According to the story, “It's planted in the midst of a bustling section of Bridge Street, which has seen a slew of development in recent years, including New Holland Brewing's Knickerbocker restaurant and The Sovengard, both of which opened in 2016.”

• Kroger announced last week that it will ban the use of single-use plastic bags in its stores by 2025, saying it will “transition from single-use to reusable bags and ultimately eliminate 123 million pounds of garbage annually sent to landfills,” USA Today reports. “That would quadruple the amount of plastic the retailer currently recycles.”

• Coca-Cola last week announced that it will spend $5.1 billion to acquire Costa Coffee, a British coffee shop chain.

Business Insider reports that “analysts say the move is likely to have a major impact on Starbucks, especially as it looks to grow in China, a region that both coffee chains are looking to expand in to drive sales.”

The move also enables Coca-Cola to better “compete with PepsiCo, its biggest rival, which has a partnership with Starbucks to distribute its ready-to-drink products to stores.”

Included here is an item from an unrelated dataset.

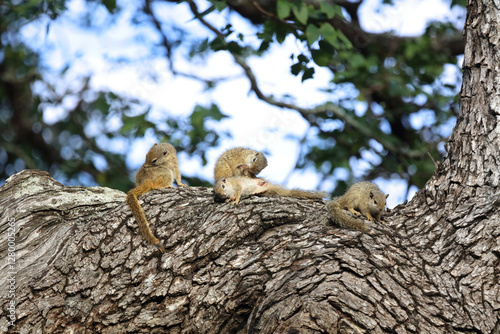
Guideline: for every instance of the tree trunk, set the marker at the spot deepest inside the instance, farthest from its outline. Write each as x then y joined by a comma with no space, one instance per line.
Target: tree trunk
73,260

And, USA Today reports that Coke also is acquiring Moxie, described as “a long-lived and beloved New England soda brand that is the official state beverage of Maine.” Coke is acquiring the brand, the story says, “from Coca-Cola of Northern New England, an independent bottling partner of the larger company that's in Bedford, New Hampshire.”

Terms of the deal were not disclosed.

Business Insider reports that Dunkin’ Brands is expanding the experimental name change of its flagship business - from “Dunkin’ Donuts” to just “Dunkin’” - “ to 30 more Boston-area locations and 20 nationwide locations.

“The name change is a small part of a major rebrand that includes adding cold-brew taps and digital ordering kiosks.”

However, the story also notes that longtime customers and traditionalists have complained about the change, saying they are “worried what the change means for their favorite chain.”

• The New York Times reports that there is a new legislative proposal in England that would make it illegal to sell energy drinks to young people, with one sticking point being whether it should apply to people 16 and under or 18 and under.

“A government statement on the proposal said that two-thirds of children ages 10 to 17, and a quarter of those from 6 to 9, consumed energy drinks,” the Times writes. “And it cited concerns including childhood obesity and the effects of caffeine and sugar on behavior in school … The government said that one 250-milliliter can of energy drink often contained around 80 milligrams of caffeine — the equivalent of a cup of coffee or nearly three cans of cola — and up to 60 percent more sugar on average than regular soft drinks. It said excessive consumption among children had been linked to headaches, sleep problems, stomach aches and hyperactivity.”

The Times notes that “many supermarkets and other major retailers in Britain already decline to sell energy drinks to children. But they remain readily available from smaller stores and vending machines.”